I'm still trying to debug my Unity Gain module which, when installed, results in loud, buzzing distortion from the speakers. With the help of a multimeter or an oscilloscope maybe I can detect where in the circuitry the signal is getting so badly distorted. Does this make sense? Is there another method where I can use either of these tools to determine where the signal or DC flow is going bad?
If I were to trace DC voltage, one end is where the diode connects to the 5mA bias. The other end would be whatever comes out of pin 7 of the IC chip (and after the 50V cap and 100 ohm resistor). If I were to trace AC signal (i.e. I would have to trace an input signal of some kind), I'm thinking that would be before the .1, 50V cap that feeds chip pin 3 and after the pin 1 output that feeds the 100 ohm resistor.
What I'm after is where in the circuit the signal I'm feeding into it is becoming distorted. I'm thinking that as long as I can pick an entry point and an exit point in that circuit, I should be able to see at which point in the circuit (or which component in the circuit) the signal or the current is becoming "unwanted".
UPDATE: I watched some videos on how to debug a chip and surrounding circuit using an oscilloscope so I'm on my way ! Good ol' internet - always there when needed.
Thorn -- The connections on the schematic are correct. It is the connections between terminals 1&2 and 6&7 (which are connections external to the chip that need to be made) that cause the two op-amps on the chip to operate in unity gain mode (i.e. providing no gain or loss of the signal presented to the amps).
Question: If you disconnect the connections to the wipers of the volume control, does the loud buzzing noise go away?
Thanks, Dave, for the response. I'll have to open her up and reconnect the board. I'll post back.
Dave - If I connect only the GND and B- to the 500-C chassis, and then I touch the LEFT IN and RIGHT IN from the Unity Gain board to the center tabs of the volume control without disconnecting the existing leads to the center tabs, I get a reduced volume but no distortion. If I connect the LEFT OUT and RIGHT OUT from the board to the center tabs, I get the reduced volume AND THE DISTORTION.
I also found out that if I touch either of the IN leads from the board to either center volume tab (again without removing the existing leads on the center tabs), and I touch with my hand either of the OUT leads from the board, I get the distortion. It sounds like a 60 Hz ground hum.
Did you want me to do these tests with the existing leads removed from the center tabs? Thorne
UPDATE: Some other interesting facts... I traced the B- through the Unity Gain board.
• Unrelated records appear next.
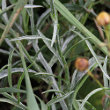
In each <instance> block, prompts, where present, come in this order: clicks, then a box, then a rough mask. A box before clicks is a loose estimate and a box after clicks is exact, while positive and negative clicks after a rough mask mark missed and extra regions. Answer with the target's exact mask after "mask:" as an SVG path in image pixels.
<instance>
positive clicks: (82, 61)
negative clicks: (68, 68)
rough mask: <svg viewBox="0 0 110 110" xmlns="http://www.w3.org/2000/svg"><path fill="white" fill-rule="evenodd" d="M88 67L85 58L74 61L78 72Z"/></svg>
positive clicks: (77, 59) (83, 70)
mask: <svg viewBox="0 0 110 110" xmlns="http://www.w3.org/2000/svg"><path fill="white" fill-rule="evenodd" d="M88 66H89V62H88V60H87V59H86V58H77V59H76V61H75V67H76V69H77V70H79V71H85V70H86V69H87V68H88Z"/></svg>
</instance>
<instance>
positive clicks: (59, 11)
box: [54, 0, 108, 55]
mask: <svg viewBox="0 0 110 110" xmlns="http://www.w3.org/2000/svg"><path fill="white" fill-rule="evenodd" d="M54 3H55V7H56V9H57V10H58V11H59V12H60V13H61V14H62V15H63V16H64V17H65V18H66V19H67V20H68V21H69V22H70V23H71V24H72V25H74V26H76V27H77V28H78V29H79V30H80V31H81V32H82V33H83V34H84V35H85V36H86V37H91V39H90V40H91V41H92V42H93V43H94V44H95V45H97V46H98V47H100V44H101V43H102V42H101V41H100V40H99V39H98V38H97V37H96V36H95V35H93V34H92V33H91V32H90V31H89V30H88V29H87V28H86V27H84V26H83V25H82V24H81V23H80V22H79V21H78V20H77V19H76V18H75V17H74V16H73V15H72V14H71V12H70V11H68V9H67V8H66V7H65V6H64V5H63V4H62V3H61V2H60V1H59V0H54ZM99 49H100V50H102V51H103V52H104V53H105V54H106V55H108V51H107V48H106V47H101V48H99Z"/></svg>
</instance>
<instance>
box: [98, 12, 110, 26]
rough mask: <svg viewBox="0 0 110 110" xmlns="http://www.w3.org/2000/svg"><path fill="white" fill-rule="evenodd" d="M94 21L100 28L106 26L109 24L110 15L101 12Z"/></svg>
mask: <svg viewBox="0 0 110 110" xmlns="http://www.w3.org/2000/svg"><path fill="white" fill-rule="evenodd" d="M96 21H97V23H98V25H100V26H105V25H108V24H109V23H110V15H109V14H108V13H107V12H104V11H103V12H101V13H99V14H98V16H97V17H96Z"/></svg>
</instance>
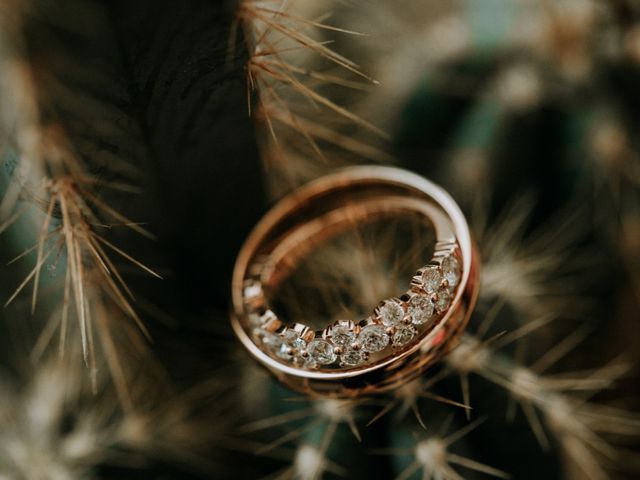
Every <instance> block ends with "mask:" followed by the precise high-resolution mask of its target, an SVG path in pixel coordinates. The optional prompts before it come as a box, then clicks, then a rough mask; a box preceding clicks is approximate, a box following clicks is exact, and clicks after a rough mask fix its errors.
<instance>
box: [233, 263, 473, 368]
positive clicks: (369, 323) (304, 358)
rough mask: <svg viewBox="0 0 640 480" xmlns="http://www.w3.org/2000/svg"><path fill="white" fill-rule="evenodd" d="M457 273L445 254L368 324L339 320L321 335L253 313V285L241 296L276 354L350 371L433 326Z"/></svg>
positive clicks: (258, 299) (367, 321)
mask: <svg viewBox="0 0 640 480" xmlns="http://www.w3.org/2000/svg"><path fill="white" fill-rule="evenodd" d="M461 274H462V272H461V268H460V262H459V260H458V258H457V257H456V256H455V254H454V252H453V251H449V252H448V253H446V254H445V255H444V256H440V257H438V258H437V261H435V262H432V264H430V265H427V266H425V267H423V268H421V269H420V270H418V272H417V273H416V275H415V276H414V277H413V279H412V281H411V290H410V291H409V292H407V293H406V294H404V295H403V296H401V297H400V298H391V299H387V300H384V301H382V302H380V304H379V305H378V306H377V307H376V308H375V310H374V312H373V315H372V316H371V317H369V318H368V319H367V320H365V321H363V322H360V324H358V325H356V324H354V323H353V322H351V321H348V320H341V321H339V322H337V323H336V324H334V325H333V326H331V327H329V328H327V329H325V330H323V331H321V332H314V331H312V330H311V329H310V328H308V327H306V326H305V325H302V324H296V325H295V326H293V327H283V324H282V322H281V321H280V320H279V319H278V318H277V316H276V315H275V313H273V312H272V311H271V310H266V311H264V312H262V313H261V314H259V313H257V312H256V311H255V309H258V306H259V304H261V303H262V300H263V298H264V297H263V292H262V289H261V285H260V283H259V282H257V281H249V282H247V284H246V285H245V289H244V294H245V302H246V304H247V306H248V307H249V308H250V310H251V309H253V310H254V312H253V313H252V314H250V320H251V322H252V323H253V324H254V326H255V327H256V328H255V330H254V335H255V336H256V337H257V339H258V340H259V341H260V342H262V345H264V346H265V347H266V348H267V349H268V350H269V351H270V352H271V353H272V354H273V355H274V356H276V357H277V358H279V359H282V360H285V361H288V362H291V363H292V364H294V365H295V366H298V367H302V368H319V367H323V366H329V365H332V364H336V363H337V364H338V365H340V366H341V367H353V366H358V365H362V364H365V363H367V361H368V360H369V357H370V354H372V353H376V352H380V351H382V350H384V349H385V348H387V346H389V345H391V347H392V348H395V349H398V348H401V347H404V346H406V345H407V344H409V343H410V342H411V341H412V340H413V339H414V338H415V337H416V335H418V333H419V328H420V327H423V326H429V325H432V324H433V323H434V322H435V321H436V320H437V319H438V318H439V317H440V316H442V315H444V314H445V313H446V311H447V310H448V308H449V305H450V303H451V300H452V298H453V294H454V291H455V289H456V287H457V286H458V284H459V283H460V278H461Z"/></svg>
B- coming into the board reads -22 VDC. That goes into pin 4 of the LF353N chip. Following along, on the other side of the 47K resistor, the reading is -10.5VDC. That voltage goes into the 1M resistor, which goes into pin 3 of the chip, at which point reads -1.5VDC. Following the -10.5VDC, that goes into another 1M that goes into pin 5 and at pin 5 reads -1.5VDC. What's interesting is that pin 7 sometimes reads 0.6VDC and at other times it reads 0V. But when it reads 0.6VDC, the other side of the .22uF 50V cap always reads 0VDC. Does that make sense? The same test point reads between 2.7mVAC and 3.1mVAC. Same readings on the other channel.
I wonder if op-amp is damaged in soldering or by static discharge. I used socket from Mouser #575-293308.